Restricting the analyses to less pleiotropic variants (associated with fewer than 5 metabolic traits), the association estimates were on average considerably weaker with less between-variant heterogeneity (median absolute beta, 0.058 versus 0.152; Q-statistic, 34.2 versus 385.6, Extended Data Fig. 6), suggesting that pleiotropy was driving many of the initial Mendelian randomization associations. Results using two alternative thresholds for variant pleiotropy (fewer than three metabolic trait associations and fewer than seven metabolic traits associations) were very similar (Supplementary Table 17), suggesting that the findings are not sensitive to the choice of threshold. This clearly emphasizes that pleiotropy should be carefully considered when selecting instrument SNPs for Mendelian randomization to avoid false interpretations about potential causal relationships.
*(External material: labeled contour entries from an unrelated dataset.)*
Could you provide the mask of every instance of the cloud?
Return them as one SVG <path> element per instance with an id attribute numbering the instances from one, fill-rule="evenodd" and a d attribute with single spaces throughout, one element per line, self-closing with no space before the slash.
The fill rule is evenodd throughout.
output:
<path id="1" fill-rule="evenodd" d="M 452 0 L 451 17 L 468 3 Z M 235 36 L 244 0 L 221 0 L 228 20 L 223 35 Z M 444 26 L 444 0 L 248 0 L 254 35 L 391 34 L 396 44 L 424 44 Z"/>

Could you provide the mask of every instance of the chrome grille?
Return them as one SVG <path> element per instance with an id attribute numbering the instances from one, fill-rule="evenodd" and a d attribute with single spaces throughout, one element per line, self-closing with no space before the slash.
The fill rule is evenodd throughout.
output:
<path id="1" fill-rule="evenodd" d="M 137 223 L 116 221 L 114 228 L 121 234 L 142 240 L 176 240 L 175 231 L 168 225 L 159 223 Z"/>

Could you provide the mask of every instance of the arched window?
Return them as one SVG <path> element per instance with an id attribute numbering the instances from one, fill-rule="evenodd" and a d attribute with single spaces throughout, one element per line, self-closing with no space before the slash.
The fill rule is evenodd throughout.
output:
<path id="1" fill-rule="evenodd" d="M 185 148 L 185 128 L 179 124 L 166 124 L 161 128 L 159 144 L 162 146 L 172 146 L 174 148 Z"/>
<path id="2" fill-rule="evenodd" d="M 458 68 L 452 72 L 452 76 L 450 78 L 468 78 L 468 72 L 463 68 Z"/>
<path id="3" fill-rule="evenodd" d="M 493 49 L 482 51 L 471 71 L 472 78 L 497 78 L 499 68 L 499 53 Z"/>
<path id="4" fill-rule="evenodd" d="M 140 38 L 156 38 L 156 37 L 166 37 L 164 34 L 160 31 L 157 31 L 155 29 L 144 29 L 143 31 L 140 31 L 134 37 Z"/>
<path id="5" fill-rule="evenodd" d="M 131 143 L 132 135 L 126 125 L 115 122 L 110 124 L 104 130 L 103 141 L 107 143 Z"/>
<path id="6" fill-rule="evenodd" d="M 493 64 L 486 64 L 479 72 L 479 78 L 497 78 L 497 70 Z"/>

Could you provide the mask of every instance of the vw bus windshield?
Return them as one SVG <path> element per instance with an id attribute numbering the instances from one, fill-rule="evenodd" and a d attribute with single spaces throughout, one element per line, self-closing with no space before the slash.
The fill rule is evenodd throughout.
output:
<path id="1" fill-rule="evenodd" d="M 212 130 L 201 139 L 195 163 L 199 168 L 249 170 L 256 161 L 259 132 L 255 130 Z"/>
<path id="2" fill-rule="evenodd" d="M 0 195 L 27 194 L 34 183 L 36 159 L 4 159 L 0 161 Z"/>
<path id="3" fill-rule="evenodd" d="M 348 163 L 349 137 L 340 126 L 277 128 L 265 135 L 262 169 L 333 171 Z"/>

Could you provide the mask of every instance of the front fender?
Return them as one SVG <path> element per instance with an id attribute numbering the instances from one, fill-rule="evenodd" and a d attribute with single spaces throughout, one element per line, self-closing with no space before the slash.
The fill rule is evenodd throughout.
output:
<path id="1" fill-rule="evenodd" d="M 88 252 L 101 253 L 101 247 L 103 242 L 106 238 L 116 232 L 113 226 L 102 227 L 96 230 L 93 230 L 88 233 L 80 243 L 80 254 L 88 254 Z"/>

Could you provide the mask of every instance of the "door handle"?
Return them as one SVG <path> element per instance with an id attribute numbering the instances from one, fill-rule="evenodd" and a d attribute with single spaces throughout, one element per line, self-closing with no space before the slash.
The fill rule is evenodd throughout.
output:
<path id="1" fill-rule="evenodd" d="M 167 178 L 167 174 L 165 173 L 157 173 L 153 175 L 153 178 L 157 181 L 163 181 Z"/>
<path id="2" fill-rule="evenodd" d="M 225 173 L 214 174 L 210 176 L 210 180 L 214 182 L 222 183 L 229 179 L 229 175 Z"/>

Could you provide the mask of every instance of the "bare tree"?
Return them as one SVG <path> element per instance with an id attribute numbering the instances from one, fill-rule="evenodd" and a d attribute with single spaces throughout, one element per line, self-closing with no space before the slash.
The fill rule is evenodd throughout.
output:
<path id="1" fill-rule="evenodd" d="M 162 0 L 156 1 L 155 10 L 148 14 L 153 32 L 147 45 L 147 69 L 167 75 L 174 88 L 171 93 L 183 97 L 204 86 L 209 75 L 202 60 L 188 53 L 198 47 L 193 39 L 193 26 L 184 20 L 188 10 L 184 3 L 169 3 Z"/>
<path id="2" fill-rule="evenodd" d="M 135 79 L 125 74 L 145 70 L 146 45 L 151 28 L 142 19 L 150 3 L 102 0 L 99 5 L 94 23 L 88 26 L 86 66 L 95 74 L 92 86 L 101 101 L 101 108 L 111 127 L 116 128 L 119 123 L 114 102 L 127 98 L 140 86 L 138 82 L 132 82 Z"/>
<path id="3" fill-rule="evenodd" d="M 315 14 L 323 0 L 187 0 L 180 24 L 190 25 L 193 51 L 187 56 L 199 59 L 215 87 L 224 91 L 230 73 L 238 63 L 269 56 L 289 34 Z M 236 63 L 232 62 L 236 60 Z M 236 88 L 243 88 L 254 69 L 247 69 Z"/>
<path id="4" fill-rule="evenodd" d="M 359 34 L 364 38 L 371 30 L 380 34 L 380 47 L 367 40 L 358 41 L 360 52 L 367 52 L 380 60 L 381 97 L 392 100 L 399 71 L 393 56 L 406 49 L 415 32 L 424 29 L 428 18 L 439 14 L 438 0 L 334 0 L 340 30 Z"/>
Extended Data Fig. 6. Influence of pleiotropy on Mendelian randomization estimates.

Extended Data Fig. 6

The effect estimates (absolute betas) (panel a) and heterogeneity Q statistics (panel b) from the Mendelian randomization (MR) analyses using the full (pleiotropic) and strict (non-pleiotropic) MR instruments are shown. MR was performed using a fixed-effects inverse-variance weighted method. Associations that were significant (p < 4.88 × 10−6) using either the full or strict instrument or both were included; some of the significant exposure-outcome associations are indicated. Estimates indicated in light pink and light blue were not significant with the strict and full instruments, respectively. For clarity, very large beta (>5) and Q values (>60,000) were excluded from the plots.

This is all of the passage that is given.